Real world dimensions and deck plans?

AndyBigwood

Mongoose
Has anyone been geeky enough to calculate the square metre area of a 400dton ship in order to get an 'accurate' deckplan?
please check my maths
a dton is 2 square areas
a square is 1.5mx 1.5m = 2.25m sq.
therefore 400dTon = 800 square areas
800 x 2.25 = 1800m sq.
sq root of 800 = 28 (ish) so a ship is basically 28 squares x 28 squares.


This is for the 'Racing Yacht' I've posted about in another thread
 
No. Because the sq. meter calculations are irrelevant.
(Ship displacement in dtons x 2) +/- 10% is all you need
 
Having designed the ship as a 3d model ...I am now scaling the model to fit the plan area required by dtons of hull (most of the useful space is on one deck)...so I have the square area of a deck of the design model to which I will appy a scaling factor so that the model is sufficiently large for the correct number of deck squares to fit within it.
 
Part of the problem are the things that keep the atmosphere in and the infrastructure that you're falling against.

Basically, the hull and the floors.
 
AndyBigwood said:
Has anyone been geeky enough to calculate the square metre area of a 400dton ship in order to get an 'accurate' deckplan?
please check my maths
a dton is 2 square areas
a square is 1.5mx 1.5m = 2.25m sq.
therefore 400dTon = 800 square areas
800 x 2.25 = 1800m sq.
sq root of 800 = 28 (ish) so a ship is basically 28 squares x 28 squares.

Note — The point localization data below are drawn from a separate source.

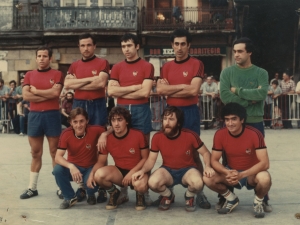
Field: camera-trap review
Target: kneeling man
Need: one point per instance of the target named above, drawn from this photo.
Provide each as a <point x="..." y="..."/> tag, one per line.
<point x="176" y="146"/>
<point x="247" y="160"/>
<point x="80" y="140"/>
<point x="129" y="149"/>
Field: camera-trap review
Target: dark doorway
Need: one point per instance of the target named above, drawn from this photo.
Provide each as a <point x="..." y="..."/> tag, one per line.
<point x="212" y="65"/>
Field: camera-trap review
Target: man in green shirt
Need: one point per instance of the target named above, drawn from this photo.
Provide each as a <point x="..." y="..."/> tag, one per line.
<point x="246" y="84"/>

Don't fuss with the square meter stuff. Just focus on counting up all the double-squares you'll be arranging for your decks.

If this is for 3D modeling, some masking will be needed to shave off the sliced cubes that you keep for later. Then enlarge your model so that you can find room to fit those slices in somewhere. The final size of the model will have the proper dimensions for your ship. Grab a Susan or whoever-these-days from SketchUp and place her next to your ship for size comparison, just to be sure things came out right.

If you have a 3D plug-in that calculates volumes for you, then just use that. Re-size your model until its volume matches the total cubic meters you have.